Mediazione e liti ereditarie

Mediazione e liti ereditarie

Nel  nostro ordinamento giuridico grazie al Decreto legislativo n.  28/2010   è stato introdotto l’istituto della mediazione civile e commerciale per la risoluzione dei conflitti in materia civile e commerciale.

Prima di questa, l’ordinamento conosceva già  altri istituti volti a favorire la conciliazione fra le parti in lite e ciò anche grazie ad altre tecniche o strumenti cosiddetti  di ADR,  o alternative  disputes resolution.

Tra questi strumenti non possiamo non ricordare l’arbitrato e la conciliazione in tutte le sue forme, presente in numerosi settori dell’ordinamento giuridico da quello lavoristico, a quello tributario,  a quello penale.

In realtà la Corte Costituzionale ha dichiarato illegittimo l’articolo 5 del decreto legislativo 28 del 2010 che aveva introdotto per la prima volta nel nostro ordinamento l’istituto della mediazione obbligatoria.

Successivamente il legislatore ha reintrodotto l’istituto nell’anno 2013.

Nel novero delle materie  rientranti nelle ipotesi di mediazione obbligatoria, troviamo le liti ereditarie che molto spesso occupano le parti, i giudici e gli avvocati per numerosi anni comportando altresì notevoli spese processuali nonché – nella maggior parte delle ipotesi-  la fine dei rapporti parentali a causa anche dell’ambiente e del clima oramai conflittuali causati proprio dall’instaurazione del processo civile.

Non differentemente da quanto  avviene nelle altre ipotesi di mediazione, il legislatore ha cercato in primis di deflazionare i carichi pendenti davanti all’autorità giudiziaria ordinaria e quindi di far comporre amichevolmente la controversia davanti ad un soggetto terzo e imparziale quale risulta essere appunto il mediatore civile.

Nella materia ereditaria vari sono i principi che debbono essere tenuti in considerazione, in primis la tutela dei soggetti  cosiddetti legittimari o anche eredi necessari ai quali la legge riserva una quota di eredità definita legittima, tale cioè che non può essere eliminata nemmeno per volontà del disponente dell’eredità.

Tale intangibilità della quota di legittima è un principio fondamentale che deve essere rispettato sia nella successione propriamente detta sia negli altri atti che il   defunto può aver posto in essere nell’arco della sua vita, in particolar modo nelle donazioni.

Nel caso di violazione infatti di tale quota di legittima l’ordinamento riconosce al soggetto legittimario la possibilità di ottenere l’intera quota mediante la proposizione di un’azione, cosiddetta azione di riduzione che è assoggettata per legge ad un termine di prescrizione decennale .

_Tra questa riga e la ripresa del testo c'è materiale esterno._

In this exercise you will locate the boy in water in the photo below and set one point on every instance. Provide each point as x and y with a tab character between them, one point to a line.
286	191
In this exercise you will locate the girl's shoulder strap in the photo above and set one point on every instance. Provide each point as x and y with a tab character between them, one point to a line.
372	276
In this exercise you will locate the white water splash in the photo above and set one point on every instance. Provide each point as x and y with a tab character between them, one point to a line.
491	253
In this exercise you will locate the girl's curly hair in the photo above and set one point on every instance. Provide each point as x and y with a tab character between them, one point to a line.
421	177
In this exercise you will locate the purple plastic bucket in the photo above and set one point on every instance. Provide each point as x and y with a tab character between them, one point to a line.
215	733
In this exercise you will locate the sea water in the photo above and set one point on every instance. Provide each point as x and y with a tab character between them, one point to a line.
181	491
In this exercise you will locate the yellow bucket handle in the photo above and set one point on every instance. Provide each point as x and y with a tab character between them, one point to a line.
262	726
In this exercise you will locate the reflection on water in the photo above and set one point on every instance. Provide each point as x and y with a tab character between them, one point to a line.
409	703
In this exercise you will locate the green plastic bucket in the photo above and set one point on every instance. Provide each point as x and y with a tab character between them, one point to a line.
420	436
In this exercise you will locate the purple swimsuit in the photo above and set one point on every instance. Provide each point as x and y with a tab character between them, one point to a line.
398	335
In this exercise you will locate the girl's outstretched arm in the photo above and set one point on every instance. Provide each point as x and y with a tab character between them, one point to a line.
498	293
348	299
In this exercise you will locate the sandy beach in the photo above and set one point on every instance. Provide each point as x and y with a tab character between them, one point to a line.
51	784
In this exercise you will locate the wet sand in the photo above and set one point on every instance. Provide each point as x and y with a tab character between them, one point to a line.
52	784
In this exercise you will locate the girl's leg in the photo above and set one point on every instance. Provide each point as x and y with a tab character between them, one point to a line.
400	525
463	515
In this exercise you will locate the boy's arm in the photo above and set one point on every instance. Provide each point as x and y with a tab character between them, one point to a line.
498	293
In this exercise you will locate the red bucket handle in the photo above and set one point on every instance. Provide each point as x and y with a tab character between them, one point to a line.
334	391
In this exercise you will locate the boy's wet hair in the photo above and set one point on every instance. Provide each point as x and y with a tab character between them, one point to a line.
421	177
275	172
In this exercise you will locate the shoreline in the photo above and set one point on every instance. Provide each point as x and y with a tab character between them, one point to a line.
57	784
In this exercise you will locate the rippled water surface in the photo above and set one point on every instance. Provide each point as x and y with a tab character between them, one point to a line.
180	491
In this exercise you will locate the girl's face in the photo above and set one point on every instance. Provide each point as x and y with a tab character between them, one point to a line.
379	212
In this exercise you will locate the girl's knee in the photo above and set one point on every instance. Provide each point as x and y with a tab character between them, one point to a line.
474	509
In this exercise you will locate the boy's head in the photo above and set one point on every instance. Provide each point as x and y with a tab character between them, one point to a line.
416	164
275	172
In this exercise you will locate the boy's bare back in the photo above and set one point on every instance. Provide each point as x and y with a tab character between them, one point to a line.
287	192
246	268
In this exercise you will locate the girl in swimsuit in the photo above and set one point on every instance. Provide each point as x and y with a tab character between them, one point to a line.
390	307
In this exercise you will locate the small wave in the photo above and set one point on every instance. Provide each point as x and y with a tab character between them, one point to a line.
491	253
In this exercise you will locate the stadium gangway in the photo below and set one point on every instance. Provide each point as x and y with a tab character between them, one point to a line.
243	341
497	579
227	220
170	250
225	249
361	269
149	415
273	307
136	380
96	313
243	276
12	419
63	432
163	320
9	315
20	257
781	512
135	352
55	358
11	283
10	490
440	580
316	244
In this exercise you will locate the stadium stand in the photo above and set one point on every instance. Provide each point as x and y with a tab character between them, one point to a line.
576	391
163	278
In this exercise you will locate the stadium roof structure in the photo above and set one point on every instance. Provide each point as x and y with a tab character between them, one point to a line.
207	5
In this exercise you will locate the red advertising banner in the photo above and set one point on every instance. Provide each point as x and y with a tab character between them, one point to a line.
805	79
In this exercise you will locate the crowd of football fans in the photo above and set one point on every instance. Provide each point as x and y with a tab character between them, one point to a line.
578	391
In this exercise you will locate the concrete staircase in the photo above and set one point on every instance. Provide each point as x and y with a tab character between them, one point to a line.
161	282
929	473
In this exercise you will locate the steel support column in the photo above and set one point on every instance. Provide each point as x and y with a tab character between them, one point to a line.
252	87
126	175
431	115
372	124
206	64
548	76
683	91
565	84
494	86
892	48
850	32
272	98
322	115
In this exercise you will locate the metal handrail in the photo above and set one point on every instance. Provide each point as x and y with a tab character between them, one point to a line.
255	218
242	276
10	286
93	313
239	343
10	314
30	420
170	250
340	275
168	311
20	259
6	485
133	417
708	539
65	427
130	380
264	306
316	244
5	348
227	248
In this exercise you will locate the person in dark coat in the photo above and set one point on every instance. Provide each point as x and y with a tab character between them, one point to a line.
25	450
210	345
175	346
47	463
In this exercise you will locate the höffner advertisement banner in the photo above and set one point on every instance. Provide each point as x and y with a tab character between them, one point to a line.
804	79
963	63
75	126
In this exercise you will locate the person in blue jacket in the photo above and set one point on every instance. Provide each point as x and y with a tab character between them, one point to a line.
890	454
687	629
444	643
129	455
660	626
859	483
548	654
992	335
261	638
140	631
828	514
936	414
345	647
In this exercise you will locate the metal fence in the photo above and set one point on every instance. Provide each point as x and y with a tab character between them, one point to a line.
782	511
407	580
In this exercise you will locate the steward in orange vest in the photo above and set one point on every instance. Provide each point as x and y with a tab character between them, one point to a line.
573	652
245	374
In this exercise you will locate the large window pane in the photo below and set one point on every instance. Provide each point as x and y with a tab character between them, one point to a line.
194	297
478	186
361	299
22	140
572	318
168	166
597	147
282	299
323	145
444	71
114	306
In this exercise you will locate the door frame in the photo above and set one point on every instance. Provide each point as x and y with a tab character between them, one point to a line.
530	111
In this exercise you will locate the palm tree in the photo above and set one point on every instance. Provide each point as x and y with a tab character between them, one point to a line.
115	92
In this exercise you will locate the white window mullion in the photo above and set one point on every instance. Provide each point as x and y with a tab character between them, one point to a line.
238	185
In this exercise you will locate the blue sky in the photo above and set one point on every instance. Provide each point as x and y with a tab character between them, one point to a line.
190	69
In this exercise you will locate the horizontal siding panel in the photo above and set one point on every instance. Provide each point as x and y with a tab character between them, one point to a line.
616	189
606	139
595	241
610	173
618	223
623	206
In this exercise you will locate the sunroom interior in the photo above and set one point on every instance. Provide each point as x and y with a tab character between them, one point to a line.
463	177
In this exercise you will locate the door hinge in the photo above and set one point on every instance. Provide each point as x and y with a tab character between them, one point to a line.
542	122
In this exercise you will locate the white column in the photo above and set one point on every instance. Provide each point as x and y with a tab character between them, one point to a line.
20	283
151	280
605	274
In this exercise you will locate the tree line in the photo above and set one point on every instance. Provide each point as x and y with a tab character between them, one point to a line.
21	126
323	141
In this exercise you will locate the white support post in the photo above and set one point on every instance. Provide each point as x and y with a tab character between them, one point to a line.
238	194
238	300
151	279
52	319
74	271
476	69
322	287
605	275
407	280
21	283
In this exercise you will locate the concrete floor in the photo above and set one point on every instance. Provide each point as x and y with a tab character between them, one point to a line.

Nel  caso in cui i beni   oggetto di donazione  siano stati  venduti a soggetti terzi, l’erede potrà far valere le proprie ragioni mediante l’azione di  restituzione .

Altre problematiche possono sorgere inoltre nel caso in cui vi sia disaccordo fra i  coeredi in ordine alle rispettive quote.

In tutte queste ipotesi sarà il giudice a dover decidere secondo le disposizioni di legge.

Con l’introduzione della mediazione civile e commerciale tuttavia, si prevede quale condizione di procedibilità per la proposizione dell’azione giudiziaria l’esperimento della procedura di mediazione davanti a un organismo abilitato.

Con ciò il legislatore ha voluto, così come in tutte le altre ipotesi di mediazione, sia obbligatoria che volontaria, evitare da un lato l’instaurazione di altri  processi e dall’altro auspicando la risoluzione più pronta e giusta delle cause in una sede amichevole è più confidenziale quale risulta essere quella della mediazione civile.

Ulteriore possibilità è quella di ricorrere alla negoziazione assistita, cioè senza l’ausilio del mediatore ma rivolgendosi direttamente  agli avvocati  per trovare un accordo bonario tra le parti in lite.

In ogni caso, laddove dovesse essere raggiunto un accordo bonario all’interno del procedimento di mediazione quest’ultimo dovrà essere successivamente autenticato nelle sottoscrizioni da un notaio della Repubblica che si occuperà anche degli altri adempimenti e formalità immobiliari, fra cui la trascrizione nei registri immobiliari.